Dede şirkette kadın istememişti, Miaccio naylondan bir dev yarattı
Prada'nın ilk temeli İtalyan kardeşler Mario ve Martino tarafından 1913'te, İtalya'nın Milano kentinde açtıkları bir deri dükkanı ile atılmıştı. Dükkanda ilk başlarda deri ürünleri ile birlikte ithal İngiliz el çantaları ve kumaşları da satılıyordu. Ataerkil bir yapının hakim olduğu Prada ailesinin en büyük üyesi olan Mario, kadınların iş hayatında rol almaması gerektiğini düşündüğü için aile şirketi de olsa kız kardeşlerinin şirket yönetiminde yer almasını hiçbir şekilde istememişti. Ancak kader bu ki, Mario'nun işleri devretmeyi planladığı oğlu dükkan işine hiç de ilgi göstermemişti. Bu nedenle devreye giren kızkardeş Luisia Prada şirketin yönetiminin başına geçmiş, artık bir kadının yönetimde olduğu marka için işler de zaten bundan sonrasında açılmıştı. Prada'yı yaklaşık 20 yıl boyunca yöneten Luisia'nın ardından devreye giren kızı Miaccio ise Prada'nın kaderini değiştiren kadın oldu.

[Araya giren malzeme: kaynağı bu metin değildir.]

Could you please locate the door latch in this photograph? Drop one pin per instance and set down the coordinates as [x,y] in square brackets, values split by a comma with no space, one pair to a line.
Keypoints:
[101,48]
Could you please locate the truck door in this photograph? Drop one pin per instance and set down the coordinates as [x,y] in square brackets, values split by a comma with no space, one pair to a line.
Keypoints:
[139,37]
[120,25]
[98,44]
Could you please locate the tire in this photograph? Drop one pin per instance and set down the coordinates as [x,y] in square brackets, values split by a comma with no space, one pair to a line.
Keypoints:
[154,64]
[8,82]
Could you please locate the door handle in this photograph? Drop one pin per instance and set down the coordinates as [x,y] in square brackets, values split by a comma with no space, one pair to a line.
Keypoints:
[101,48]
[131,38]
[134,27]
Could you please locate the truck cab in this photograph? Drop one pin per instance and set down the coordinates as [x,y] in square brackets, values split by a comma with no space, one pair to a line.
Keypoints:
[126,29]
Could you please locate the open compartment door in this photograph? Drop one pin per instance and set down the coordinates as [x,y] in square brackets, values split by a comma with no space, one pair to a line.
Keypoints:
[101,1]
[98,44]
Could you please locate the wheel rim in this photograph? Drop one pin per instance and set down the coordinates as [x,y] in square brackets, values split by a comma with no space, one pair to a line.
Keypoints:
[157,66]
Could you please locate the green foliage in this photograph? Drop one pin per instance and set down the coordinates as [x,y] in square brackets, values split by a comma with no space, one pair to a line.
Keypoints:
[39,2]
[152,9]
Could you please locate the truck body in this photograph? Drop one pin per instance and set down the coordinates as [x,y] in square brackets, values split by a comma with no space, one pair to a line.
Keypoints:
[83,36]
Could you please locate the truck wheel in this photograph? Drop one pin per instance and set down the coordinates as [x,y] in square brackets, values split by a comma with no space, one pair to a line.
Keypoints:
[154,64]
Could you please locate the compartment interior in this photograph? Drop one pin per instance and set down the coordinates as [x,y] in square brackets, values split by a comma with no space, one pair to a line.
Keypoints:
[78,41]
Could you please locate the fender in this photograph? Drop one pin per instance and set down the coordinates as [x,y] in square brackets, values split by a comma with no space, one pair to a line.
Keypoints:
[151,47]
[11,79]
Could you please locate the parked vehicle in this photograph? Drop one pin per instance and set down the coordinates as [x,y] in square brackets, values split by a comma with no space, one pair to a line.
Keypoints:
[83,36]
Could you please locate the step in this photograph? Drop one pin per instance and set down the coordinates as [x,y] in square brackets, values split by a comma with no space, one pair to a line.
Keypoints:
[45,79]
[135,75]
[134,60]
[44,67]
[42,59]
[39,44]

Şeytan Prada bile giydi, borsada şehir efsanesi türetildi
Prada markasının en fazla gündeme geldiği dönemlerden biri de Meryl Streep'in başrolünde oynadığı sinema filmi The Devil Wears Prada'nın (Şeytan Prada Giyer) vizyona girdiği 2006 yılı olmuştu. Hatta o dönemde Prada ile çalışan şirketlerin hisselerinde yaşanan düşüşle ilgili çeşitli şehir efsaneleri bile ortaya atılmıştı. Film, ABD'de yayımlanan Vouge dergisinin Prada ve Hermes'den başka marka giymeyen huysuz, hırslı ve acımasız genel yayın yönetmenini Anna Wintour'u anlatıyordu. İddialara göre filmde Prada da dahil olmak üzere ürünleri teşhir edilen tüm markalarla çalışan şirketlerin hisse fiyatları o dönem değer kaybetmişti. Bu düşüşün filmin laneti olduğu şeklinde yorumlar yapılmış ama elbette piyasa analistleri bunu, o dönemki artan doğalgaz fiyatlarına bağlamıştı.